You need to factor in the number of games played. If you are targeting volume based stats i.e. accumulation of points or rebounds, then someone that plays more games in a week is more beneficial. In this scenario, a player that plays 4 games is more valuable than someone that plays 2 games. If this is your strategy, you’ll need to be a more active team manager, constantly updating your team to find that edge.

It also depends how much free time I have. If I’m not going to play for a while, I might go for a longer term trend in a player. Someone I believe is going to be consistent over a longer period of time in terms of opportunity and statistics. As I might not have the time to constantly add and drop players every week. So I’ll pick up a player that’s going to stay in my team for next few weeks or few months.

Final thoughts

My strategy has evolved over the season. I drafted players that fit my thesis at the start of the season. Based on how I was doing and also relative to the competition, I continued to focus on specific categories I was consistently winning. I continue to draft free agents that meet my thesis.

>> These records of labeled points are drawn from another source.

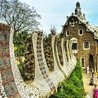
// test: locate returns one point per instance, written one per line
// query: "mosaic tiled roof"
(81, 17)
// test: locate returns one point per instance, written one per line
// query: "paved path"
(88, 88)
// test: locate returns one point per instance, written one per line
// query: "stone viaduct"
(45, 82)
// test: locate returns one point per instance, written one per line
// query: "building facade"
(83, 37)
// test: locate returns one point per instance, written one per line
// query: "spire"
(78, 9)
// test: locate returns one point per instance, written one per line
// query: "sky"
(54, 12)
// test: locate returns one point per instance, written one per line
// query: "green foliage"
(19, 45)
(73, 86)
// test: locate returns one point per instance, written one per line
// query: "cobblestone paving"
(89, 88)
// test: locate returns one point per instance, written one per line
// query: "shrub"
(73, 86)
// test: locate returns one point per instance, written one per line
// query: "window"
(86, 45)
(74, 46)
(82, 62)
(73, 22)
(67, 33)
(80, 32)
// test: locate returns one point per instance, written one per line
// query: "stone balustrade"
(51, 62)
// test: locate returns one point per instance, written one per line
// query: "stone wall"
(45, 82)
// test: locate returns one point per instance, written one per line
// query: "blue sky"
(54, 12)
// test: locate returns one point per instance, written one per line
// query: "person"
(95, 91)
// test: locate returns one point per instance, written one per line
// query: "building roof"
(81, 17)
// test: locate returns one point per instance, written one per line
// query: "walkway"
(88, 88)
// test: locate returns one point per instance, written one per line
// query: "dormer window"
(67, 33)
(80, 32)
(73, 22)
(86, 45)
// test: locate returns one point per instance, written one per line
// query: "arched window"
(74, 45)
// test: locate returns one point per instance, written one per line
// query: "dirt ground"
(89, 88)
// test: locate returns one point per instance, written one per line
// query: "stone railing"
(45, 82)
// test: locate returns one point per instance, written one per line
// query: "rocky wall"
(44, 82)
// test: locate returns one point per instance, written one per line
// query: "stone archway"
(91, 61)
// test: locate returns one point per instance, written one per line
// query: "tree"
(19, 15)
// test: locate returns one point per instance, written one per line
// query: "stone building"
(83, 37)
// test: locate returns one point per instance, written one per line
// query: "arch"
(91, 61)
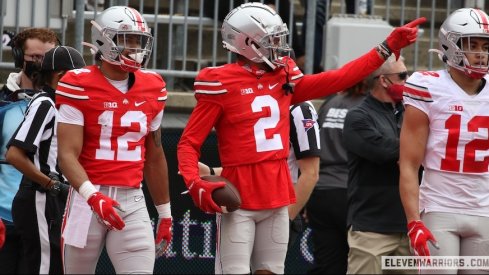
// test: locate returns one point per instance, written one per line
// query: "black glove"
(58, 188)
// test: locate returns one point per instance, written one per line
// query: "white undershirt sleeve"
(70, 115)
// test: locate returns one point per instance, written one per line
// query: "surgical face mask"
(30, 68)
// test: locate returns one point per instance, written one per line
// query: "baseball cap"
(62, 58)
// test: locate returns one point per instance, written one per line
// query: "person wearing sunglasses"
(446, 131)
(375, 217)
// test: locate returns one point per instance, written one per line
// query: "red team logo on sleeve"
(308, 124)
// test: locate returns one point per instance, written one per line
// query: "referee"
(303, 161)
(38, 206)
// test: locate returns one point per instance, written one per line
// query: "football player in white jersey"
(445, 130)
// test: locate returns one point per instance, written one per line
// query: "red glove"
(103, 206)
(201, 192)
(2, 233)
(163, 236)
(419, 235)
(402, 37)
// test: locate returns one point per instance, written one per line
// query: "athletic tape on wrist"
(164, 210)
(86, 189)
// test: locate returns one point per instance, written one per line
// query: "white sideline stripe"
(71, 86)
(72, 95)
(211, 92)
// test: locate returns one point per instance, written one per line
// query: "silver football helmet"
(257, 32)
(118, 29)
(463, 24)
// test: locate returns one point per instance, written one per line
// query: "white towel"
(78, 222)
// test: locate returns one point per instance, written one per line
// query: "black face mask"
(30, 68)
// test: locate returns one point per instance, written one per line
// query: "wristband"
(86, 189)
(164, 210)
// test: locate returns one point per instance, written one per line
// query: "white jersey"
(456, 161)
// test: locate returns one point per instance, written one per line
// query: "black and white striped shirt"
(37, 132)
(304, 135)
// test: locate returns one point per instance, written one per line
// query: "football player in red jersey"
(109, 137)
(247, 102)
(445, 130)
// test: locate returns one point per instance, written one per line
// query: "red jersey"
(115, 124)
(250, 112)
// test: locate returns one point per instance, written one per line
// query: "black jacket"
(371, 137)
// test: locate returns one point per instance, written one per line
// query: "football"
(227, 197)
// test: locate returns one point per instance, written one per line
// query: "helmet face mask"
(256, 32)
(455, 38)
(122, 37)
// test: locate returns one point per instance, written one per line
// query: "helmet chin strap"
(466, 69)
(263, 57)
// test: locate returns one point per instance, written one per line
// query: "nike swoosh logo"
(101, 205)
(201, 190)
(138, 198)
(419, 233)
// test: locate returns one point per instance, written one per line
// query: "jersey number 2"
(450, 162)
(262, 142)
(105, 151)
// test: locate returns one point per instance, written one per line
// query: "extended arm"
(156, 169)
(156, 178)
(414, 137)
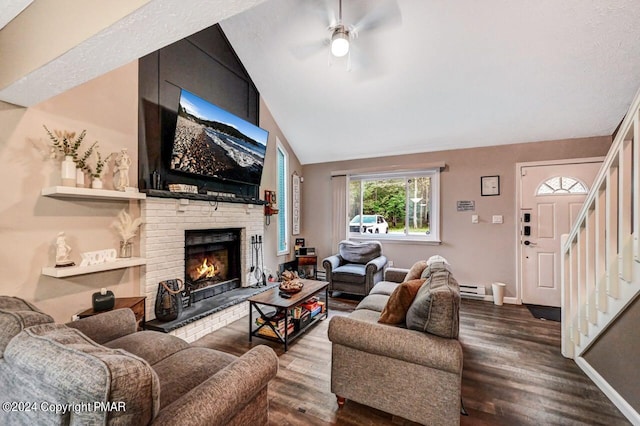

One of the biggest mistakes I have made in the past is picking my favourite players. As a huge Bulls fan, I picked Derrick Rose as #8 pick a few years ago. Big mistake as he was coming back from injury. After that experience, I no longer take my favourite players. Fantasy basketball doesn’t care that you like a player. Its about statistics. Winners are grinners 🙂

I also watch a lot of NBA, not as much as I used to. But it does help to provide some colour. I like to watch games with the less popular teams like the Milwaukee Bucks, Utah Jazz or Denver Nuggets. I like watching basketball in general, but I’m looking for lesser known players. That’s how I discovered Gary Harris from the Denver Nuggets. He’s only played a few seasons. He had an opportunity to play in a game I watched and I really liked his energy & activity. He was shooting a lot of 3’s. He looked like a player that would improve over time if he had the opportunity. Harris was also on my radar but that game helped push him over the edge to make me draft him. So I recommend doing the eye test and watching some games as well.